Daniel Mendelsohn ends his pretty excellent review of Jonathan Franzen’s memoir, The Discomfort Zone, by turning a critical eye to Franzen’s essay on Peanuts that ran a few years ago in the New Yorker:
Ah well. What can you do with someone who professes to love “Peanuts” but doesn’t understand a word of it? “The Discomfort Zone” features an odd but suggestive paean to the creator of the comic strip that, more than anything else in American popular culture for many decades, celebrated the comic side of something Franzen professes to know a lot about: discomfort — the sheer, poignant, foolish awkwardness that comes with being human. Recounting the unappealing facts of Schulz’s biography, Franzen emphasizes that the cartoonist was a difficult, embittered, resentful man — the kind of person who still seethed over perceived insults he’d received four decades before. Yet the author is quick to defend Schulz — the, um, artistically brilliant, tormented, somewhat geeky Midwestern offspring of Scandinavian parents — as a hero of Art. “To keep choosing art over the comforts of normal life … is the opposite of damaged.”

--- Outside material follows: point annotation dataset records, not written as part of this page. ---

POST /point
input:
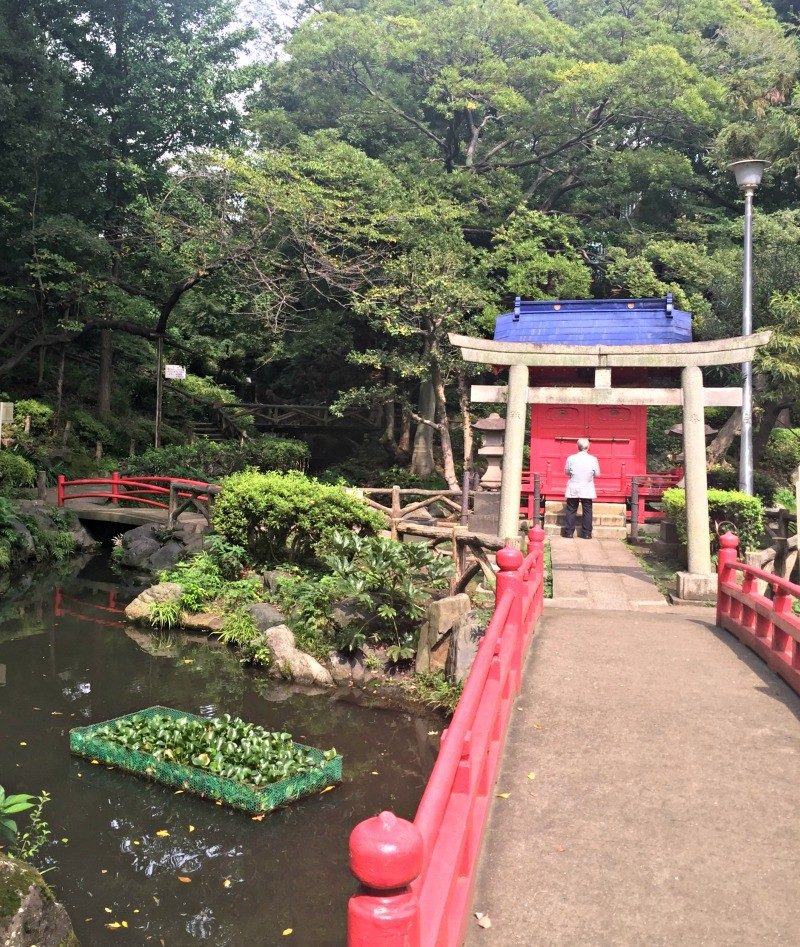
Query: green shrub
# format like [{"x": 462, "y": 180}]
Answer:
[
  {"x": 276, "y": 517},
  {"x": 781, "y": 456},
  {"x": 745, "y": 512},
  {"x": 15, "y": 472},
  {"x": 212, "y": 460},
  {"x": 727, "y": 478},
  {"x": 41, "y": 416},
  {"x": 387, "y": 582}
]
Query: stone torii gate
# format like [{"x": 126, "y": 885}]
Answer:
[{"x": 689, "y": 357}]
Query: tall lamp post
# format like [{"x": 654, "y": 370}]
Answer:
[{"x": 748, "y": 176}]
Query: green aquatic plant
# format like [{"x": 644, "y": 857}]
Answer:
[{"x": 226, "y": 746}]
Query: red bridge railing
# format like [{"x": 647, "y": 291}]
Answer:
[
  {"x": 766, "y": 625},
  {"x": 125, "y": 489},
  {"x": 417, "y": 878}
]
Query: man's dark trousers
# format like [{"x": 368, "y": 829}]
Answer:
[{"x": 586, "y": 516}]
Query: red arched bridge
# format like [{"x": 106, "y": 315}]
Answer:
[
  {"x": 134, "y": 500},
  {"x": 647, "y": 793}
]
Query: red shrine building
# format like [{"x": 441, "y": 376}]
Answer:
[{"x": 618, "y": 432}]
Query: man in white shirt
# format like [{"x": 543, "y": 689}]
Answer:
[{"x": 581, "y": 468}]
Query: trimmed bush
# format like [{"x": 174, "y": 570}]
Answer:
[
  {"x": 745, "y": 512},
  {"x": 727, "y": 478},
  {"x": 278, "y": 517},
  {"x": 211, "y": 460},
  {"x": 15, "y": 472}
]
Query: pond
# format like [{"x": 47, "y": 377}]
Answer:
[{"x": 68, "y": 658}]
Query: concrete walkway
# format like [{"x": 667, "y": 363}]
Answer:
[
  {"x": 599, "y": 574},
  {"x": 653, "y": 765}
]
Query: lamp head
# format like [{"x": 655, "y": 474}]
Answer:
[{"x": 748, "y": 172}]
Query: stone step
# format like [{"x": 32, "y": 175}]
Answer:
[
  {"x": 598, "y": 532},
  {"x": 551, "y": 519}
]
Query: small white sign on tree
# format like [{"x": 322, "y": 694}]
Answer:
[{"x": 175, "y": 372}]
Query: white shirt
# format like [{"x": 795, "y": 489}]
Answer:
[{"x": 581, "y": 468}]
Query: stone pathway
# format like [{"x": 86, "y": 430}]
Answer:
[
  {"x": 600, "y": 574},
  {"x": 652, "y": 765}
]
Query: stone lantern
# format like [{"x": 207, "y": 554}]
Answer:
[{"x": 486, "y": 515}]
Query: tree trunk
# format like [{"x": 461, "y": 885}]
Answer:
[
  {"x": 466, "y": 419},
  {"x": 106, "y": 355},
  {"x": 422, "y": 455},
  {"x": 443, "y": 422},
  {"x": 60, "y": 386},
  {"x": 768, "y": 421},
  {"x": 719, "y": 447}
]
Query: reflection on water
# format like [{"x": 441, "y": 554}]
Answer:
[{"x": 218, "y": 876}]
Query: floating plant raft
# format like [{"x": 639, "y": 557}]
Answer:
[{"x": 220, "y": 758}]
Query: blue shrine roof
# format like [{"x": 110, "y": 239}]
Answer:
[{"x": 595, "y": 322}]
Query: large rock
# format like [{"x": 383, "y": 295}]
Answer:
[
  {"x": 139, "y": 608},
  {"x": 29, "y": 914},
  {"x": 434, "y": 637},
  {"x": 291, "y": 663},
  {"x": 266, "y": 616},
  {"x": 463, "y": 648}
]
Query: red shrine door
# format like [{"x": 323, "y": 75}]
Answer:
[{"x": 618, "y": 436}]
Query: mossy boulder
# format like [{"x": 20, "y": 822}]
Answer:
[{"x": 29, "y": 914}]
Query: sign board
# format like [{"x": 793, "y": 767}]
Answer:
[{"x": 175, "y": 372}]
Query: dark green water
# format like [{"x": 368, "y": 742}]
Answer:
[{"x": 249, "y": 880}]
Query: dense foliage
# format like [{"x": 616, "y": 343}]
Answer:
[
  {"x": 309, "y": 226},
  {"x": 287, "y": 517},
  {"x": 746, "y": 513},
  {"x": 226, "y": 746},
  {"x": 211, "y": 460},
  {"x": 369, "y": 590}
]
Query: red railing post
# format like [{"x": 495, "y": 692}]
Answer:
[
  {"x": 728, "y": 549},
  {"x": 385, "y": 856}
]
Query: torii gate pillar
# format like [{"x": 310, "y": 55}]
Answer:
[{"x": 513, "y": 450}]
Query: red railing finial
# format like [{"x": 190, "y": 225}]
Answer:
[{"x": 385, "y": 856}]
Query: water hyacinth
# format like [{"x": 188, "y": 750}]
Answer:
[{"x": 226, "y": 746}]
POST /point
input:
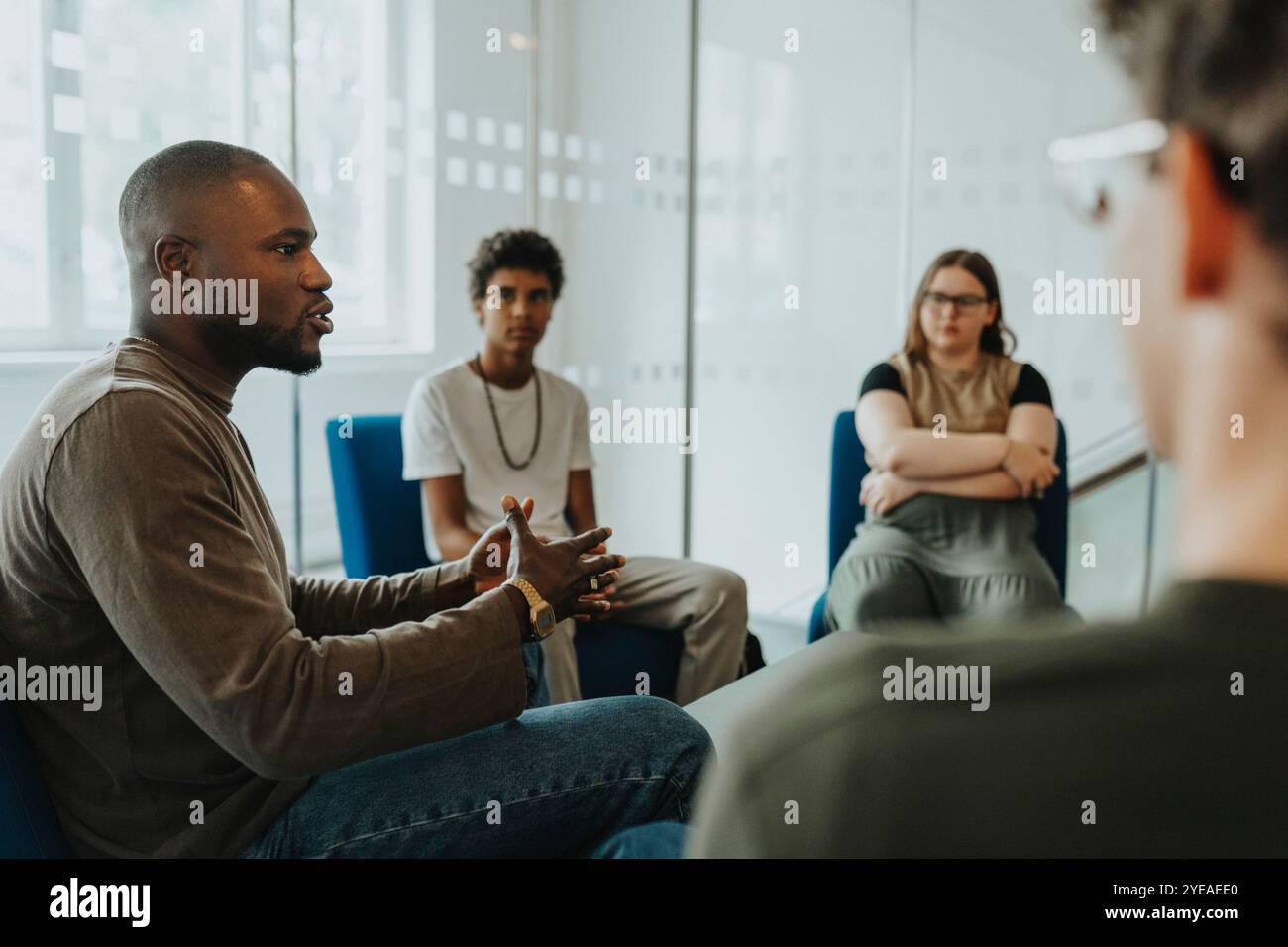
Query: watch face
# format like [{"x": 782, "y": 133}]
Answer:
[{"x": 544, "y": 620}]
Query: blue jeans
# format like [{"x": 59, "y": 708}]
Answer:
[{"x": 557, "y": 781}]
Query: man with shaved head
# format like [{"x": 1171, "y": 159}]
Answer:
[{"x": 246, "y": 710}]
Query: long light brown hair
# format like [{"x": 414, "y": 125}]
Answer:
[{"x": 996, "y": 338}]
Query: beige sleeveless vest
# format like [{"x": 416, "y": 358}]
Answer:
[{"x": 971, "y": 402}]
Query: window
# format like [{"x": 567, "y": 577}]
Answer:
[{"x": 90, "y": 88}]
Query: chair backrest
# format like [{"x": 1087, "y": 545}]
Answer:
[
  {"x": 849, "y": 468},
  {"x": 378, "y": 512},
  {"x": 29, "y": 827}
]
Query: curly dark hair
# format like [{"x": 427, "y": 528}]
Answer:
[
  {"x": 1219, "y": 67},
  {"x": 514, "y": 249}
]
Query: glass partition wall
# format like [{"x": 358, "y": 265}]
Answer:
[{"x": 745, "y": 193}]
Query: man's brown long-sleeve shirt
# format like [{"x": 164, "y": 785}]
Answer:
[{"x": 134, "y": 536}]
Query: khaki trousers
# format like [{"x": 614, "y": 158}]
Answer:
[{"x": 703, "y": 603}]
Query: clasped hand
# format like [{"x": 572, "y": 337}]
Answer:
[{"x": 559, "y": 570}]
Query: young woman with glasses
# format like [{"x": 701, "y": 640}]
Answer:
[{"x": 958, "y": 437}]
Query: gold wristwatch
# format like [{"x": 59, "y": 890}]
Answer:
[{"x": 540, "y": 612}]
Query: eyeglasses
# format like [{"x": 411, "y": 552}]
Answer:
[
  {"x": 1095, "y": 170},
  {"x": 965, "y": 304}
]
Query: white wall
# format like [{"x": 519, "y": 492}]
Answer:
[
  {"x": 816, "y": 172},
  {"x": 812, "y": 171}
]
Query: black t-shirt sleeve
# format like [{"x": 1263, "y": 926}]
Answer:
[
  {"x": 884, "y": 376},
  {"x": 1031, "y": 388}
]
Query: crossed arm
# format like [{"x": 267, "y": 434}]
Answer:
[{"x": 911, "y": 460}]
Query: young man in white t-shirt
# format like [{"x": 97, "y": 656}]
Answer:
[{"x": 496, "y": 424}]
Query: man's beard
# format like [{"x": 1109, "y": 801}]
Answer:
[{"x": 263, "y": 344}]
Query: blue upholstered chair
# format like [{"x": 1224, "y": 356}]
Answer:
[
  {"x": 849, "y": 468},
  {"x": 29, "y": 827},
  {"x": 380, "y": 534}
]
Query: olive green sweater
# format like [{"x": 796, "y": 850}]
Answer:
[
  {"x": 136, "y": 536},
  {"x": 1160, "y": 738}
]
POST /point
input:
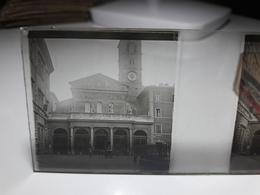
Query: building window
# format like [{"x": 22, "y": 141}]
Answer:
[
  {"x": 87, "y": 107},
  {"x": 40, "y": 98},
  {"x": 111, "y": 108},
  {"x": 158, "y": 112},
  {"x": 99, "y": 107},
  {"x": 157, "y": 97},
  {"x": 40, "y": 65},
  {"x": 158, "y": 128},
  {"x": 131, "y": 47}
]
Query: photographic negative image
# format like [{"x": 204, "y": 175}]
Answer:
[
  {"x": 246, "y": 143},
  {"x": 100, "y": 101}
]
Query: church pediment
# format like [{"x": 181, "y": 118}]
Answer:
[{"x": 99, "y": 82}]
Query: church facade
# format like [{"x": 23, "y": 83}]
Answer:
[{"x": 105, "y": 113}]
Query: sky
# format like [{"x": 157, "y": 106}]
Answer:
[{"x": 78, "y": 58}]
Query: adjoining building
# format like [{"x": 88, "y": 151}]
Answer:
[
  {"x": 247, "y": 129},
  {"x": 43, "y": 100},
  {"x": 105, "y": 113}
]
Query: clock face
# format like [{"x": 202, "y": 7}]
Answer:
[{"x": 132, "y": 76}]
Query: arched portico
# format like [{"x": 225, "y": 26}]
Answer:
[
  {"x": 101, "y": 139},
  {"x": 82, "y": 140},
  {"x": 120, "y": 141},
  {"x": 140, "y": 138},
  {"x": 255, "y": 147},
  {"x": 60, "y": 141}
]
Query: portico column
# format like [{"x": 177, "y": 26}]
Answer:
[
  {"x": 71, "y": 140},
  {"x": 131, "y": 140},
  {"x": 111, "y": 138},
  {"x": 92, "y": 137}
]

Franzen’s insistence on seeing this repugnant person as an ideal is, no doubt, what leads him to his wrongheaded interpretation of the comic strip itself. “Almost every young person experiences sorrows,” he rightly points out at the beginning of his exegesis of “Peanuts” — a sentence that gives you hope that the geeky child still hiding inside the adult Franzen is going to admit that, like everyone else, he loved “Peanuts” because he, too, identified with the perpetual awkward, perpetually failed, and yet just as perpetually optimistic Charlie Brown. But no: for Franzen, who, even as a child, “personally enjoyed winning and couldn’t see why so much fuss was made about the losers” the real hero of “Peanuts” is not the “depressive and failure-ridden” Charlie Brown, but the grandiose beagle, Snoopy: “the protean trickster,” as Franzen calls him, “the quick-change artist who … before his virtuosity has a chance to alienate you or diminish you” can be “the eager little dog who just wants dinner.” But Snoopy’s self-proclaimed virtuosity does, in the end, alienate and diminish: he’s amusing, with his epic grudge against the Red Baron (and the Van Gogh and the spiral staircase he lost when his doghouse burned down), precisely because he represents the part of ourselves — the smugness, the avidity, the pomposity, the rank egotism — most of us know we have but try to keep decently hidden away. Franzen, like most of us, is very likely an awkward combination of Charlie and Snoopy; the difference being that whereas most of us think of ourselves as Charlie with a bit of Snoopy, Franzen clearly doesn’t mind coming off as a whole lotta Snoopy with the barest soupçon of Charlie: a person, as this lazy and perverse book demonstrates, whose very admissions of weakness, of insufficiency, smack of showboating, of grandiose self-congratulation. For my part, I’ll stick with Charlie. Who, after all, wants the company of a character so self-involved he doesn’t even realize he’s not human?
Personally, I like to think of myself as Schroeder.